|
Notáveis
(notas fora do comum)
I
Revelado: o PT é a terceirização
do PCB. II
Fiquem tranqüilos os que estão no poder nenhum humorista atira
pra matar. III
Internet de frente pro mundo, de costas pro em volta.
IV Pra mim artistas têm
que sofrer. Ser anão, como Lautrec, cortar orelha, como Van Gogh, contrabandear
armas, como Rimbaud, morrer na miséria, como Grosz. Cara que, como eu,
ganha dinheiro com o que faz não merece o menor respeito.
V Agora, já iniciada outra
corrida ao Poder Central, volto a defender o meu Voto Contra. Na convicção
de que todos têm mais certeza de quem não querem no Poder do que
quem querem (que aliteração, Millôr!). Proponho
assim: todo eleitor tem direito a dois votos. Um a favor e outro contra
o Voto de Rejeição. Deduzem-se os votos negativos dos
votos positivos e obtém-se o número de votos válidos. Inúmeros
candidatos, mesmo com grandes currais e muito dinheiro, não serão
eleitos. O candidato com mais votos negativos receberá 100 chicotadas.
Ou 20 chibatadas. VI
Etimologia: no Olimpo ninguém pedia desculpas tão bem quanto Apolo.
Isso ficou conhecido como apologia. VII
Como os italianos não têm palavra que diferencie sobrinhos e
netos (tudo é nepote), os papas criaram o nepotismo, distribuindo
cargos e santidades para filhos (!) e parentes. Logo todo o poder laico, civil
e militar, adotou a prática. O Brasil, país muito legal (cheio de
leis), agora tem postura decidida contra isso. Ninguém pode usar o bem
público pra beneficiar pai, mãe, filhos e, claro, a vizinha de minissaia.
Se a lei não é cumprida, são outros quinhentos "isso
faz parte de nossa cultura". Mas, em princípio, isso deve funcionar
também em sentido contrário.
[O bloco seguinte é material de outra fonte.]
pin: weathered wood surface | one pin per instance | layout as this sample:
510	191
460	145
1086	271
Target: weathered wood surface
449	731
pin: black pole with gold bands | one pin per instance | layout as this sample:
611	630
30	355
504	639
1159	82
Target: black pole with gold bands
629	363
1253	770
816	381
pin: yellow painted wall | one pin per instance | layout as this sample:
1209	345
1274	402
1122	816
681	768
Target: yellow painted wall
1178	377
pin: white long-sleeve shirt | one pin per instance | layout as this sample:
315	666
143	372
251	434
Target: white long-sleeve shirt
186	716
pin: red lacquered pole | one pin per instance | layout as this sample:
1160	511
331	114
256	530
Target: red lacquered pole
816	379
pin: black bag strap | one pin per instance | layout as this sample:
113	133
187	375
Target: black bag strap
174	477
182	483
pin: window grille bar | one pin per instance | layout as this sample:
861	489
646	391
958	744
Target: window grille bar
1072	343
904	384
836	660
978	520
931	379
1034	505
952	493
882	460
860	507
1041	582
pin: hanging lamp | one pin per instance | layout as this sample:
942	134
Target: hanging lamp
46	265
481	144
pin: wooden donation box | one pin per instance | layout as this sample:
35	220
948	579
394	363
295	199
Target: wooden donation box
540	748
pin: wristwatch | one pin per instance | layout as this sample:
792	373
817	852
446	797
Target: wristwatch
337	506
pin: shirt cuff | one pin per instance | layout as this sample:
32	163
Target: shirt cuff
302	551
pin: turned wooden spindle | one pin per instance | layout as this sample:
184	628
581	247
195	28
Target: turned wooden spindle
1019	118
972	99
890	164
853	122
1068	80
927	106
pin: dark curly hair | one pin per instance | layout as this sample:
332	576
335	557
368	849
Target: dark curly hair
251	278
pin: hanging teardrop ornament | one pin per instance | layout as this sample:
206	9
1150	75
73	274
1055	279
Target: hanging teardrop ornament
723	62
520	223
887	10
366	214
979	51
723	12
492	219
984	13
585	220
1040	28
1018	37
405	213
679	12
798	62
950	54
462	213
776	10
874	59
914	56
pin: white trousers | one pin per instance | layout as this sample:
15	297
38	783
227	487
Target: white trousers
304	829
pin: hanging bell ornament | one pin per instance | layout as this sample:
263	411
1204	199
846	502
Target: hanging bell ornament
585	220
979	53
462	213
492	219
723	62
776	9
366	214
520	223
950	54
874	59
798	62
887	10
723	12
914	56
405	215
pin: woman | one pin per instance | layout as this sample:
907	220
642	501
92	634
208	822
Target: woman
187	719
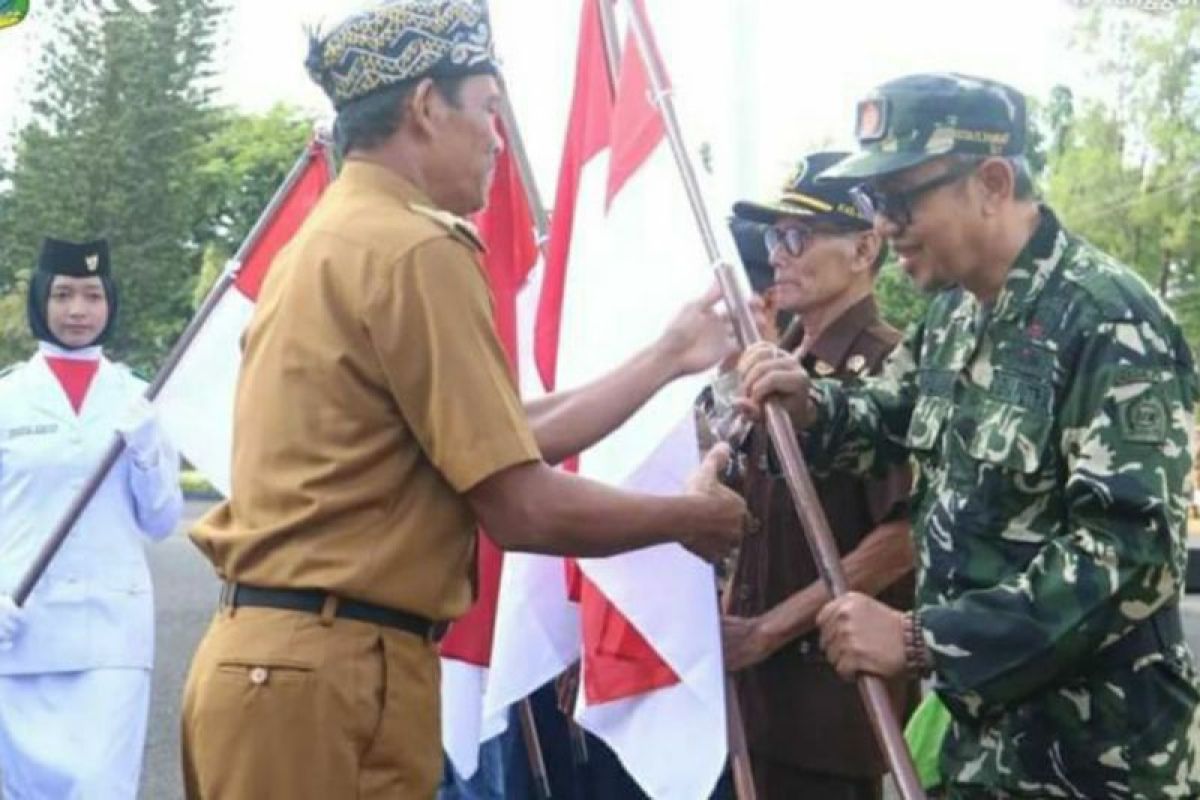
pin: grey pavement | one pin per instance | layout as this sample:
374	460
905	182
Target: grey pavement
185	596
186	591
Se o cidadão não pode
usar o bem público, o Estado não pode avançar sobre o bem
mais sagrado do indivíduo seu corpo e respectivos miúdos.
Ou seja, a negação do nepotismo não pode tirar do cidadão
o direito de legar tudo que é visceralmente (valha o termo) seu a parentes
até, digamos, a segunda geração de precedentes e conseqüentes
(sem esquecer a vizinha de míni). Depois eu me explico.
VIII Para acabar com o desemprego
o Planalto precisa primeiro acabar com o desentrabalho.
IX Claro, não se pode evitar
o nascimento nem a morte. Mas não dá pra melhorar um pouco o intervalo?
X Brasileiro,
profissão esperança. Isto é, um desesperado.
Os trinta Valérios Fotógrafos
do Império (239 págs., 30x26, Ed. Capivara), de Bia e Pedro
Corrêa do Lago, é um livro emocionante, pra quem, como eu, é
tarado por fotografia. Sobretudo as antigas, já definidas e consagradas
pelo tempo. E, como eu, acredita que a palavra bem usada está
acima de tudo, define, completa e embeleza qualquer foto. Por isso coisa
rara lê os textos dos livros de fotografia. Neste livro imagem e
palavra compõem um conjunto imperdível.
Editado originalmente em francês, traduzido agora para o português
(o texto, as fotos não foram traduzidas), o livro-documento reproduz 320
imagens, compondo a melhor antologia de fotos brasileiras publicadas até
aqui. Vão do ano 1835 até
o ano 1901. Quando Valério Vieira fez esta surpreendente composição,
com 30 fotos dele mesmo. Reproduzindo
a foto ajudamos a CPI do Mensalão, que até hoje não descobriu
a origem do Valerioduto. Aqui está.
Não começou no governo Lula. Começou no governo Campos Salles.